Sì, “il teatro è più vero della vita“. Sono d’accordo con Martina, la studentessa di Latina che un male incurabile ha portato via a soli diciannove anni, pochi giorni prima del suo esame di maturità. Davvero encomiabili le sue compagne di classe che, con il consenso e l’appoggio dei loro insegnanti e dei genitori della povera ragazza, hanno deciso di sostenere per lei il suo esame di Stato, presentando la sua tesina sul teatro, sul teatro che lei amava tanto.

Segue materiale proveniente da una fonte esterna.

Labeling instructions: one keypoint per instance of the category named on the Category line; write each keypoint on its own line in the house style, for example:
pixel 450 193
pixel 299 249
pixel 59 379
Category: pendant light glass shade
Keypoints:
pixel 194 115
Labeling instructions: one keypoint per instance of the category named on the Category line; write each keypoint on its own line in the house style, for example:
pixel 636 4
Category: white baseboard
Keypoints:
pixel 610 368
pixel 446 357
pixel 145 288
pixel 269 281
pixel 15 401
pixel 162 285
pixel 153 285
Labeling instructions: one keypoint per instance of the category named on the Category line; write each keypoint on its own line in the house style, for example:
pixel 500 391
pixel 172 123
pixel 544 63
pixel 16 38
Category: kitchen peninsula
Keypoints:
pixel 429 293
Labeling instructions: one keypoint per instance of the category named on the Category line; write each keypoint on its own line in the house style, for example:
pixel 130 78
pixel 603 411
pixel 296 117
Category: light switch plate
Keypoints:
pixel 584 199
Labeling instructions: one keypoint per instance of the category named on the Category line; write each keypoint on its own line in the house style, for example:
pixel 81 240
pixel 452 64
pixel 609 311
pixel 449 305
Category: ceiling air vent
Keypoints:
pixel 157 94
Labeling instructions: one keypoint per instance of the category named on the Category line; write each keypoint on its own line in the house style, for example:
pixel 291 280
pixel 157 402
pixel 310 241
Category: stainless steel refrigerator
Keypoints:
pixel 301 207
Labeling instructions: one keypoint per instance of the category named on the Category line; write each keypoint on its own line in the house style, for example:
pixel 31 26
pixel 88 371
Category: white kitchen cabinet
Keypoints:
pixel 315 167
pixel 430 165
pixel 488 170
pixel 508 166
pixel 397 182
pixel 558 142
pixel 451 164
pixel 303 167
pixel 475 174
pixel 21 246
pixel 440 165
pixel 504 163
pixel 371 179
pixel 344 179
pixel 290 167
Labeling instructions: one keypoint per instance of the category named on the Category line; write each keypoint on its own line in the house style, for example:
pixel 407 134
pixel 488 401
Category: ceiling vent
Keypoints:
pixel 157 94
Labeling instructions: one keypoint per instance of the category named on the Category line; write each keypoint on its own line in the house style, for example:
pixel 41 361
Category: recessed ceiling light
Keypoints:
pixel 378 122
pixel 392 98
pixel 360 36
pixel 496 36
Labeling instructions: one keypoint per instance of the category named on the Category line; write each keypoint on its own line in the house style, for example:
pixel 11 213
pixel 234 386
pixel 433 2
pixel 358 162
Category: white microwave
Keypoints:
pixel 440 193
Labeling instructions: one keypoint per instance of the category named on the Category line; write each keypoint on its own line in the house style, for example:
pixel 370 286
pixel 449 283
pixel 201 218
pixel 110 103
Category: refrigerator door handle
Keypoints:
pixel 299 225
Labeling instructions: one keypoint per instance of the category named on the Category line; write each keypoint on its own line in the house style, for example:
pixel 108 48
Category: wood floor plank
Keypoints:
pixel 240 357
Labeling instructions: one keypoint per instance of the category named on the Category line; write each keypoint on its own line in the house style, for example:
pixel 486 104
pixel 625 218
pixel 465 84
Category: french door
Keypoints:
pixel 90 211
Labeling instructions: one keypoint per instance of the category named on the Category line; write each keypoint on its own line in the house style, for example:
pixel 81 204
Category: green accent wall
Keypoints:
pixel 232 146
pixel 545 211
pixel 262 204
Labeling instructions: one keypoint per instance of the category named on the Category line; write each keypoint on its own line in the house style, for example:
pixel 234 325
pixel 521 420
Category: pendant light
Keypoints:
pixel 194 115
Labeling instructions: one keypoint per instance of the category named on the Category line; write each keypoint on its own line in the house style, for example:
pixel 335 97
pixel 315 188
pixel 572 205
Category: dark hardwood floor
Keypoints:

Sì, ha ragione Martina: il teatro è più vero della vita, perché la vita è sempre compromesso e quindi finzione reale, mentre il teatro, pur essendo finzione drammaturgica, è il luogo in cui la vera realtà o la verità della nostra propria vita può trovare spazio. Sulla scena un personaggio può dire cose che nessuno nella vita dirà mai, cose che nemmeno ci si sogna di dire, può rappresentare drammi che nella vita non si riuscirà mai a confessare, neppure sotto tortura. Grazie al teatro, la verità può farsi evento, epifania, mentre nella vita essa viene sistematicamente trasfigurata per poter essere sopportata. La parola sulla scena è sempre rivelatrice, mentre nella vita è sempre e solo “velatrice”, nel senso che copre e allontana dalla verità. Nel teatro la maschera è la condizione o il mezzo drammaturgico per l’espressione della verità, nella vita reale il mondo degli uomini maschera la verità, istintivamente. La scena teatrale è come una scena onirica, nella quale ci è data l’occasione per poter rivivere il rimosso; l’apertura alla vita reale, invece, essendo sempre drammatica, tende a rimuovere l’orrore stupefacente. La vita ben presto dimentica e cancella il dramma della morte, il teatro, viceversa, ci ripropone sempre la morte come unico dramma tragico della vita.
Al di là di queste distinzioni doverose, che certamente Martina avrebbe avanzato nella sua tesina, l’auspicio è che almeno la sua prematura scomparsa, specie dopo il gesto lodevole compiuto dalle sue compagne, possa valere ad un tempo come catarsi, come monito e come esempio per tutti quanti noi dell’imprescindibile valore della scuola e di tutti i suoi abitanti.